Verify: Individual errors are ± 5 (never zero) but average exactly 0 — the variance persists while the mean is unbiased. Matches Mistake 2 in the parent note. ✓
Worked example Example 9 — Real-world word problem (cell C9)
Statement. You model your commute. State = "at the on-ramp." Reward = negative minutes elapsed each leg . You currently estimate the total remaining time from the on-ramp as V ( ramp ) = − 30 (i.e. 30 min). Today you spend 8 min on the ramp segment (R = − 8 ), and arrive at "midtown," which you estimate takes V ( midtown ) = − 18 more minutes. Use γ = 1 , α = 0.2 . Update V ( ramp ) .

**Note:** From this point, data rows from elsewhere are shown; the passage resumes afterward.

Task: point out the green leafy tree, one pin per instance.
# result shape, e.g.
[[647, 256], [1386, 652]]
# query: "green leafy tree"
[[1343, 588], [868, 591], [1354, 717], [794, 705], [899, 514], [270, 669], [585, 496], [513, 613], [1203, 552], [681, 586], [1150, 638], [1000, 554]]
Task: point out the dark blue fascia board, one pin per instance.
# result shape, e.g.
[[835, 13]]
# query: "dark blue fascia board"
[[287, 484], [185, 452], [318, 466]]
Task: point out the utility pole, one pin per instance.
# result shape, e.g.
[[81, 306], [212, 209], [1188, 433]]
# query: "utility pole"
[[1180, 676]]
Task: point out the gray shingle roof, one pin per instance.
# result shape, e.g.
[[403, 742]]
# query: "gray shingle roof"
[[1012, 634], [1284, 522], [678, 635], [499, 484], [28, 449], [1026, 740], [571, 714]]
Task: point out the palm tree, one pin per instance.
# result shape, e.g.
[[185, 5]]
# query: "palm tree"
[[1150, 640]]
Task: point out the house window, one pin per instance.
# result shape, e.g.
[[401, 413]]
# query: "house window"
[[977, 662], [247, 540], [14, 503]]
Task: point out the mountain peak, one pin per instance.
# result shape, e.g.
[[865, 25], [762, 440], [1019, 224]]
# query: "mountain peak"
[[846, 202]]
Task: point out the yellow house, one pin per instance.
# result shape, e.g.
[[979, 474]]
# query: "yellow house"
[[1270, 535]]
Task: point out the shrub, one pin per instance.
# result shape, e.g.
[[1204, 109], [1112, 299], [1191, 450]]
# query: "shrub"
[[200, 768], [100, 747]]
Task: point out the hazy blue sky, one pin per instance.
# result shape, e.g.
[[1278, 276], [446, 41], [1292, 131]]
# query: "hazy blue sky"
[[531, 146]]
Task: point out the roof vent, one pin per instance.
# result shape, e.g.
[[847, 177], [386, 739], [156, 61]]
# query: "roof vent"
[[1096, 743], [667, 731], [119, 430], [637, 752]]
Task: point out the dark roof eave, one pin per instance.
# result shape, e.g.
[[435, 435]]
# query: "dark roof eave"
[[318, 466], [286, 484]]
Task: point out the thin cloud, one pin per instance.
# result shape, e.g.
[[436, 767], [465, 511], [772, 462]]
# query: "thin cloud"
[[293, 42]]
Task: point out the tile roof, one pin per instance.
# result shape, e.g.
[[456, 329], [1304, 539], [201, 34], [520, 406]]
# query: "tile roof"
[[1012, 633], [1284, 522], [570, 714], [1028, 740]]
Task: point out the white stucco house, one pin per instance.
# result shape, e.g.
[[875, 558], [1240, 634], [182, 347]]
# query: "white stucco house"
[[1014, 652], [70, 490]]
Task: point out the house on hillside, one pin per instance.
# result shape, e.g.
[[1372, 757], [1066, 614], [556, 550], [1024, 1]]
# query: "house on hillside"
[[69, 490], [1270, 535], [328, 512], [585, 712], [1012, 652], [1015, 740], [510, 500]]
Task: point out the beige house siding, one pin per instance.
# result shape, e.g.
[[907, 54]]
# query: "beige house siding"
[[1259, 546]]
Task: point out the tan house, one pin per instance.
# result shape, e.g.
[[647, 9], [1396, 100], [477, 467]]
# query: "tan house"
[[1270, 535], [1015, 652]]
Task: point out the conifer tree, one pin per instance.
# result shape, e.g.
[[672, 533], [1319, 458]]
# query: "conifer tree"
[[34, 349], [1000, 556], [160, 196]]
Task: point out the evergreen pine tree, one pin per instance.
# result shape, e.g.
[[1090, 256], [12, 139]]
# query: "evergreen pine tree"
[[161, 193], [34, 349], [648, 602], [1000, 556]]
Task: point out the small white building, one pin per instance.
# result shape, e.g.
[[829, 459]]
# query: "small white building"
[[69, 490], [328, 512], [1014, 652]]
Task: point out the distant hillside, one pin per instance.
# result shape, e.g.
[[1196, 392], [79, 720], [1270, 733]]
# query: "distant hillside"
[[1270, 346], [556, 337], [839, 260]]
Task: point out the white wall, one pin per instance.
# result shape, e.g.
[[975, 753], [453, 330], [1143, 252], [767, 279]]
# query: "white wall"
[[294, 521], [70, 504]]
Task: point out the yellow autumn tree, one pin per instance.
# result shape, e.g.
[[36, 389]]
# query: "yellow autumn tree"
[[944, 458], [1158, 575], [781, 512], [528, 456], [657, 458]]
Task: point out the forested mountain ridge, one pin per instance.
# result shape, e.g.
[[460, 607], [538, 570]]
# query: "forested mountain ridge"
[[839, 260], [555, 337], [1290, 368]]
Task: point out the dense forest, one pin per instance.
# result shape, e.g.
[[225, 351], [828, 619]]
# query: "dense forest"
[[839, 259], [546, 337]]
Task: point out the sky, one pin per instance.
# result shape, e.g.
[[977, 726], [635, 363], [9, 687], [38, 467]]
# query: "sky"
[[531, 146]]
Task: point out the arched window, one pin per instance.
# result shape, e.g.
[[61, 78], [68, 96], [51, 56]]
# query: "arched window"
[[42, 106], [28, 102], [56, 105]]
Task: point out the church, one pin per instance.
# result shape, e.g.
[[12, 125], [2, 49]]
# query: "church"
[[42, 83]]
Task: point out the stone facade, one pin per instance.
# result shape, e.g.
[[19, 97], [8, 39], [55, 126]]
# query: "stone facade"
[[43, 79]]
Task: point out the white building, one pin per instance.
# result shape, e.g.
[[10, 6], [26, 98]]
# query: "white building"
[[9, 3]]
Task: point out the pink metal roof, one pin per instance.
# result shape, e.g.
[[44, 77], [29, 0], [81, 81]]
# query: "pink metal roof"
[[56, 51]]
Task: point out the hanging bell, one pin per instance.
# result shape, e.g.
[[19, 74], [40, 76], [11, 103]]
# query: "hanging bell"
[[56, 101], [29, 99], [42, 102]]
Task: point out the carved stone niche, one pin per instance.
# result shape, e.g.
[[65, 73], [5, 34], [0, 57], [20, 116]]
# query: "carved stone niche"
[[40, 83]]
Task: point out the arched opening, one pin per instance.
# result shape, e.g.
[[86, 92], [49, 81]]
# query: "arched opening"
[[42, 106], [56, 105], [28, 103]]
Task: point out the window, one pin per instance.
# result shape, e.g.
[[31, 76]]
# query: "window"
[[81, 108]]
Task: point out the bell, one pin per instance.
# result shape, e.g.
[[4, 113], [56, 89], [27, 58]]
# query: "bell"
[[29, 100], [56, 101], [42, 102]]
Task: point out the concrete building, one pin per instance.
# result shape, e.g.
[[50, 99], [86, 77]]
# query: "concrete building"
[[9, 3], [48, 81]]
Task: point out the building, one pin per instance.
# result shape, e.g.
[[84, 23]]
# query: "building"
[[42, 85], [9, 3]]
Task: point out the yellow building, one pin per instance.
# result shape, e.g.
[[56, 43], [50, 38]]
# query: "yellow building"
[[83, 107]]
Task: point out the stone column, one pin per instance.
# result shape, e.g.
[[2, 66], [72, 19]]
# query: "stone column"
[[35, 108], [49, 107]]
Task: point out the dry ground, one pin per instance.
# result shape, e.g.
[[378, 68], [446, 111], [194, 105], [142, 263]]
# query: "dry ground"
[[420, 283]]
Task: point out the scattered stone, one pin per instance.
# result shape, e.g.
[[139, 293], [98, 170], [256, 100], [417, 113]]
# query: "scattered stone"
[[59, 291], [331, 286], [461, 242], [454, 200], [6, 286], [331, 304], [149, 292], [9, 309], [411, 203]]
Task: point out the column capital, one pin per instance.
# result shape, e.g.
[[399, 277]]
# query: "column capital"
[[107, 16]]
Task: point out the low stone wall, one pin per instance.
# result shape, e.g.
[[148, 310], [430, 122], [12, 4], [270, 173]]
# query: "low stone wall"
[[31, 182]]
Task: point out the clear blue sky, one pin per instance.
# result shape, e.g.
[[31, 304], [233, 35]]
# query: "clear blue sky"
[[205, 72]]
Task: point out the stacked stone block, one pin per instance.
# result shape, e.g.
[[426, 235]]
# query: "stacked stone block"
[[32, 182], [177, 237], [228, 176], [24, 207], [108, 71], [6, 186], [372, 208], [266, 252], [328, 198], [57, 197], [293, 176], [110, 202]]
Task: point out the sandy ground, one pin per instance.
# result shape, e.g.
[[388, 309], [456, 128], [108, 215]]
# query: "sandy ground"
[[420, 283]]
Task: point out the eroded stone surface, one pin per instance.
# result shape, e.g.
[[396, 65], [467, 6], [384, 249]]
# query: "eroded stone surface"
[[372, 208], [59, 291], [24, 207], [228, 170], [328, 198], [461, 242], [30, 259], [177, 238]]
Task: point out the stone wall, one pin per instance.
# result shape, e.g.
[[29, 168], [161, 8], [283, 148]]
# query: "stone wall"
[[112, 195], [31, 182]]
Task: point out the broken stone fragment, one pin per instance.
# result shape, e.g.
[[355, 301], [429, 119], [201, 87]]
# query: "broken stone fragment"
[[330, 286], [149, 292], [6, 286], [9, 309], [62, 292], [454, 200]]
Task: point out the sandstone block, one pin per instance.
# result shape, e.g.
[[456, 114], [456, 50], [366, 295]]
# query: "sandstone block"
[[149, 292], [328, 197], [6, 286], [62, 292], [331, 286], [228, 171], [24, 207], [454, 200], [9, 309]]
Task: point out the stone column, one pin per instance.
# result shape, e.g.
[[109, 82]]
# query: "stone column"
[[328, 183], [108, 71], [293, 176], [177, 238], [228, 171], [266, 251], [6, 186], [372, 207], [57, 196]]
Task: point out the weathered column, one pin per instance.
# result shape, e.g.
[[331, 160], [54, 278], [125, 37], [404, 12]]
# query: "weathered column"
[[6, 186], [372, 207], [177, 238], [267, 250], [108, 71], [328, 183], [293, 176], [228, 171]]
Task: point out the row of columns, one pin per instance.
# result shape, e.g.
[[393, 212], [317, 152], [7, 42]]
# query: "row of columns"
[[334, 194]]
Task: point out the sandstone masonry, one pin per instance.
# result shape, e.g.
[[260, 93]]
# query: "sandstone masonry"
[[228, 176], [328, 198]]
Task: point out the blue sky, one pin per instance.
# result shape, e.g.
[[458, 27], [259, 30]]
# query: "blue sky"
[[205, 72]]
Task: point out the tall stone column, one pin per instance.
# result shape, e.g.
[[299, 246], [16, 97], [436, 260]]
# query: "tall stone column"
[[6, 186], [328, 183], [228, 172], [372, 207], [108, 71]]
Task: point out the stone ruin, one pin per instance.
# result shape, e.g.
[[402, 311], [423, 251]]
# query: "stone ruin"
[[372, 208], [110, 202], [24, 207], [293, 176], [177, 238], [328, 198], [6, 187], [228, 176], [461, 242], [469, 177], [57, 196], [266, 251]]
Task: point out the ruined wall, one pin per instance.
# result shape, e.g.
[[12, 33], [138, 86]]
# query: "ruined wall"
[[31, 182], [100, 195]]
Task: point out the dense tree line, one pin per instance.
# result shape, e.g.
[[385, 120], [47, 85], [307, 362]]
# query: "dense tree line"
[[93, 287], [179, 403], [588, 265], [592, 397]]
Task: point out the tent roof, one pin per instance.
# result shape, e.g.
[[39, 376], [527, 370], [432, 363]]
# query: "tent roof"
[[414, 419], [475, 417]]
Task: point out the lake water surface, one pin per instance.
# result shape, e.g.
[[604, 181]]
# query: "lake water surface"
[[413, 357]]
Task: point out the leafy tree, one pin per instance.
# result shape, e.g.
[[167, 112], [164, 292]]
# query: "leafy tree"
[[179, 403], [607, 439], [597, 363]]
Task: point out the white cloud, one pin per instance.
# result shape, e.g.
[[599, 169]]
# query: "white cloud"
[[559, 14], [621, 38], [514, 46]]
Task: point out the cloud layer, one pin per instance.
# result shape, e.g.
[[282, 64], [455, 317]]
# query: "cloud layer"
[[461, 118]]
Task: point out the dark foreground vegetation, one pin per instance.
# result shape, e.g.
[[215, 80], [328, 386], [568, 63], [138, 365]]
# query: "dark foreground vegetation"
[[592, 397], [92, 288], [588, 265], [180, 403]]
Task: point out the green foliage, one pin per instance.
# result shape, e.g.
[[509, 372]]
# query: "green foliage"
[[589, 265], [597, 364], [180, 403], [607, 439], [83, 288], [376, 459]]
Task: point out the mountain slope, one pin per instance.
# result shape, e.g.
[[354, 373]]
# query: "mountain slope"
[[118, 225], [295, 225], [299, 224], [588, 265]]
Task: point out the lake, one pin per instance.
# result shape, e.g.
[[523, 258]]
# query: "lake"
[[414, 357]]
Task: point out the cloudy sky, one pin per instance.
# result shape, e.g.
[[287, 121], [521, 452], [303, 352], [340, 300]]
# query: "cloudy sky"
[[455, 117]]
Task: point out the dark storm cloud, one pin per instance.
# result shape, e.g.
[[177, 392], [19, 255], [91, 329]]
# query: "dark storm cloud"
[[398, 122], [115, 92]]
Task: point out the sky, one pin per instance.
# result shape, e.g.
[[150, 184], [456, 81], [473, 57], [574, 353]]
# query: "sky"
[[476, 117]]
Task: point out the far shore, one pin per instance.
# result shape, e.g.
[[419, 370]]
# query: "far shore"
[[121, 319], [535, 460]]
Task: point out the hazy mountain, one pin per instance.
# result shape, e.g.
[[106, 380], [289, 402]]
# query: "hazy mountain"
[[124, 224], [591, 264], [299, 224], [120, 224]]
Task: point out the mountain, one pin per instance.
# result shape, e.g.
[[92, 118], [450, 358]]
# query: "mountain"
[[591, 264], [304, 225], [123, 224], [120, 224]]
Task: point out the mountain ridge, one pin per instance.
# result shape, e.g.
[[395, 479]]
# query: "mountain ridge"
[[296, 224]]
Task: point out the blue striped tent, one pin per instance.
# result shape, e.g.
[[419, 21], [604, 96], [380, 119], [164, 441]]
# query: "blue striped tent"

Forecast: Observed leg + remaining estimate = 8 + 18 = 26 min, but you had guessed 30 . Should your ramp estimate get less negative (better) or more negative?
Build the target = R + γ V ( midtown ) = − 8 + 1 ( − 18 ) = − 26 .
Why this step? Reward is negative time ; the target is "time actually just spent + estimated time still to go," a fresher estimate of total minutes.
TD error δ = − 26 − ( − 30 ) = + 4 .
Why this step? Positive because the trip is turning out shorter (less negative) than the − 30 we feared.
Update V ( ramp ) ← − 30 + 0.2 ( 4 ) = − 29.2 .
Why this step? We nudge our commute estimate from 30 min toward 26 min — updating during the drive, exactly the parent note's opening intuition.
Verify: − 29.2 moved toward − 26 (shorter trip). Units: minutes throughout; α dimensionless. Sign sensible: good news → less negative. ✓
Worked example Example 10 — Exam twist: update order matters (cell C10)
Statement. One episode visits A → B → terminal ( + 1 ) , rewards 0 then + 1 , γ = 1 , α = 0.5 . Initial V ( A ) = 0 , V ( B ) = 0 . Perform the two online updates in the order they occur and report final V ( A ) , V ( B ) . Then say what V ( A ) would have been if V ( B ) had been updated first .
Forecast: When we update V ( A ) , does it use the old V ( B ) = 0 or the already-updated one?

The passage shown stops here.